L’Europe dérégule. Dans le sillage du rapport Draghi, la Commission européenne a lancé son “omnibus”, métaphore du train qui s’arrête partout et qui fait référence à l’opération de grande envergure lancée en Europe visant à passer en revue toutes les lois et directives pour voir si elles peuvent être simplifiées et/ou si leur champ d’application peut être restreint. Attention, il s’agit d’une simplification. Le mot dérégulation reste pour l’instant tabou. Exemples : le respect des valeurs européennes ne doit plus être contrôlé chez les sous-traitants, le rapport de durabilité n’est plus requis pour les PME, etc. Étrangement, les enquêtes montrent que la grande majorité des entreprises sont mécontentes de ces simplifications. Probablement les mêmes qui – à juste titre selon moi – se plaignaient de la sur-réglementation européenne…

L’Amérique tarifie, alors qu’elle était autrefois une fervente défenseure du libre-échange.
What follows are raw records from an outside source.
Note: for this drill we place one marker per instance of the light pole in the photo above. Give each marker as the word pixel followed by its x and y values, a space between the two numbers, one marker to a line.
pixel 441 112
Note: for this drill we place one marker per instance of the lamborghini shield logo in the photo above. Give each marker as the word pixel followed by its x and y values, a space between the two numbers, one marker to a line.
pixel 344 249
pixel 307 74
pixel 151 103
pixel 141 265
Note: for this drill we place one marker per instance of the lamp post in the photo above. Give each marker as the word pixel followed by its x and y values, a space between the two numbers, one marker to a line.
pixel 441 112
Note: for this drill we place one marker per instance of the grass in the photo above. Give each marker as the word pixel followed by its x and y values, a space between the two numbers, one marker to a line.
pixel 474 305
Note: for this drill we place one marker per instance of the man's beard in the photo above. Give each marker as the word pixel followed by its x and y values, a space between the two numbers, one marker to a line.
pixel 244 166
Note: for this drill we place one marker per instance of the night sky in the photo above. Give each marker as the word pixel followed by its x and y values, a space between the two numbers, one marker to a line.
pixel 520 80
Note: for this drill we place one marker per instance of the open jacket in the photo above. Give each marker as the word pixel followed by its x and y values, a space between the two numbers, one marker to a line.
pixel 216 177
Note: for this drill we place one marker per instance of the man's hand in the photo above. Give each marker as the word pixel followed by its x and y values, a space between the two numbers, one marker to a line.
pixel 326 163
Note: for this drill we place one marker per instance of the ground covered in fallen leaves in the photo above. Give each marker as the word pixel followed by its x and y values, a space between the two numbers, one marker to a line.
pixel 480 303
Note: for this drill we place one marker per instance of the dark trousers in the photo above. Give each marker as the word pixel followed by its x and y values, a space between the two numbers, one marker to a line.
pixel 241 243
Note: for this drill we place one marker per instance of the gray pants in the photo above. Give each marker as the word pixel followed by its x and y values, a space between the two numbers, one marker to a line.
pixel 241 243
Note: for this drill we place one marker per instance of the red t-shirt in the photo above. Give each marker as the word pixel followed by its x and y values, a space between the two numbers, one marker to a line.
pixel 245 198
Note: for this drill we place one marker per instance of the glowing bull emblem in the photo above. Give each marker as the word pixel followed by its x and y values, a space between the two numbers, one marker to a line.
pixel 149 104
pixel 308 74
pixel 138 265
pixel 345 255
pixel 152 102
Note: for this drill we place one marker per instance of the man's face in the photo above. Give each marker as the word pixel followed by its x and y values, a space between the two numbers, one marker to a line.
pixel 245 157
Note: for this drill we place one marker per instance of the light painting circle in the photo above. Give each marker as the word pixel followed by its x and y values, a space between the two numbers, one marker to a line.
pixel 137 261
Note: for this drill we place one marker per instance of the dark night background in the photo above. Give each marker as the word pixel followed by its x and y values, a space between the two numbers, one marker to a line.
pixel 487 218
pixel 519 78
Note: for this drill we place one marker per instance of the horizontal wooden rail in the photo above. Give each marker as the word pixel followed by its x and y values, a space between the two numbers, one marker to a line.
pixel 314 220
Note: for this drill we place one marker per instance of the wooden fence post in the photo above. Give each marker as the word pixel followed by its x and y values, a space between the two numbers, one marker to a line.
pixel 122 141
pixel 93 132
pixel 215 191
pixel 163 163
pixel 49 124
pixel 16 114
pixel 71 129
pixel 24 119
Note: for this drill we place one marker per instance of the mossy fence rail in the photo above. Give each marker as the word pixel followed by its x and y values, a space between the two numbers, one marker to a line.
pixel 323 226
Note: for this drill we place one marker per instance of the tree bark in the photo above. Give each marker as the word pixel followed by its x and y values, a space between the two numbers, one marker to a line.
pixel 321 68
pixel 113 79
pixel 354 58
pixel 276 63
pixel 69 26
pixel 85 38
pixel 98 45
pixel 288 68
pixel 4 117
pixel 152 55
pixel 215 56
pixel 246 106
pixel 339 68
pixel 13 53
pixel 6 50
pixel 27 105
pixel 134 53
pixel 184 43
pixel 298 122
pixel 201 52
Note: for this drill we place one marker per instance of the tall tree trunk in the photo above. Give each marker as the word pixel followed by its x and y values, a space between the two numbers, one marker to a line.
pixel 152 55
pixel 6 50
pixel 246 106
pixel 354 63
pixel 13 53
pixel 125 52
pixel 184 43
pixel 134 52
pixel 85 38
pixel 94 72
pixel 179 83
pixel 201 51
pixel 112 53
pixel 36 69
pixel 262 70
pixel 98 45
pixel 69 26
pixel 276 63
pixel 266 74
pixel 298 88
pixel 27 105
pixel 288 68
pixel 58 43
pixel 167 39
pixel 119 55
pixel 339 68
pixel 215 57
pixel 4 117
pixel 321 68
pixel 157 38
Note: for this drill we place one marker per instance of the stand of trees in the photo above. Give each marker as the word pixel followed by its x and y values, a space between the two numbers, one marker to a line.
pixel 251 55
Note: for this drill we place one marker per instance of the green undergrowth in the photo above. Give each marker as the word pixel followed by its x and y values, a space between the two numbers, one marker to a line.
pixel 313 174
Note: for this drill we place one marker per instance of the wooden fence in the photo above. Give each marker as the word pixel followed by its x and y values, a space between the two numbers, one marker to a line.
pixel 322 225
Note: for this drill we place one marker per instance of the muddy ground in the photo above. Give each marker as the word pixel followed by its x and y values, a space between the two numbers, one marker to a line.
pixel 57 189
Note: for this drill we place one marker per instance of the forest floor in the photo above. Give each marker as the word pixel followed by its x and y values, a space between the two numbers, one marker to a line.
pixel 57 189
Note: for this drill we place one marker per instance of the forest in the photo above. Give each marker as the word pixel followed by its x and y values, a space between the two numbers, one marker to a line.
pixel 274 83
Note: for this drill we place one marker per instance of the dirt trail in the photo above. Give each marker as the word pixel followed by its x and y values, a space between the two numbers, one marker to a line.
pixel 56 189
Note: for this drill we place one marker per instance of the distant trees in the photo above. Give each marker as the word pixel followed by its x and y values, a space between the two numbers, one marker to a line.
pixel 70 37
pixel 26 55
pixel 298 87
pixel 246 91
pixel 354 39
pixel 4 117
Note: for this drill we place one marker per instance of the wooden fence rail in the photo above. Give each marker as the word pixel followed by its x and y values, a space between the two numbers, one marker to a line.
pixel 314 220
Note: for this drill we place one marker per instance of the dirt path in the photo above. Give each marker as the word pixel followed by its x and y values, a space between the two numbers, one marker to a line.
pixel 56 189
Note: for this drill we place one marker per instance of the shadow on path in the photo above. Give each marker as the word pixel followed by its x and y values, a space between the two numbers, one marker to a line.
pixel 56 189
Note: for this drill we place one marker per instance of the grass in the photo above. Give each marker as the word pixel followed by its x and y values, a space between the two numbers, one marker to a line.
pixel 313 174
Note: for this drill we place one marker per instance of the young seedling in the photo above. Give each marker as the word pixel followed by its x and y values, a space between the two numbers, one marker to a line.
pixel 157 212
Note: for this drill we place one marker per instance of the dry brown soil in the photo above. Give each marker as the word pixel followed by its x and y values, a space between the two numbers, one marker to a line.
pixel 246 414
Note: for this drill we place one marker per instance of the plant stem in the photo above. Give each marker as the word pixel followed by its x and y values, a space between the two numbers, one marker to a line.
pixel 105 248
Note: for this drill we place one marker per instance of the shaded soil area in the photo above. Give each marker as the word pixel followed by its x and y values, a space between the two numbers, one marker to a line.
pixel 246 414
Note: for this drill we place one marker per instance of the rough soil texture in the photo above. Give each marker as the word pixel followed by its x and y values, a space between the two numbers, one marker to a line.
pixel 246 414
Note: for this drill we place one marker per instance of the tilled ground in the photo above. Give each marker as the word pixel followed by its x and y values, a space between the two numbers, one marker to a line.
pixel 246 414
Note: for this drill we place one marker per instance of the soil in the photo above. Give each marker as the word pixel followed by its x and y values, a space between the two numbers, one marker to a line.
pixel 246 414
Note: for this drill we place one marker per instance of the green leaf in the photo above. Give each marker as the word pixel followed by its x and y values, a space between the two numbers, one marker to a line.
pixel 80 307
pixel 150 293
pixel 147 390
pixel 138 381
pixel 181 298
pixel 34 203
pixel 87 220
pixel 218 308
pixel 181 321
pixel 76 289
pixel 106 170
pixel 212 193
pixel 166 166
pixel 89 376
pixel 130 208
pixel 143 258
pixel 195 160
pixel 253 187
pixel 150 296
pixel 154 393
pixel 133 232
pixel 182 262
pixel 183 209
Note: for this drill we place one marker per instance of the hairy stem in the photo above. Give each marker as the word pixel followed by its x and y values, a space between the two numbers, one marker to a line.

Le Canada, le Mexique, la Chine et l’Europe sont tour à tour pris pour cibles. À chaque fois de la même manière. D’abord, vanter de lourds tarifs, puis, temporairement, conclure un accord sur des droits de douane plus bas. Les tarifs devraient générer des recettes pour le Trésor. On oublie cependant que ceux-ci sont inflationnistes et freinent la croissance. Plusieurs études montrent que l’introduction de tarifs touche surtout l’économie américaine. Dans le pire des cas, les bénéfices des entreprises pourraient chuter de 47%. Et l’Américain moyen perdre 2.800 dollars de pouvoir d’achat par an à cause de l’inflation induite.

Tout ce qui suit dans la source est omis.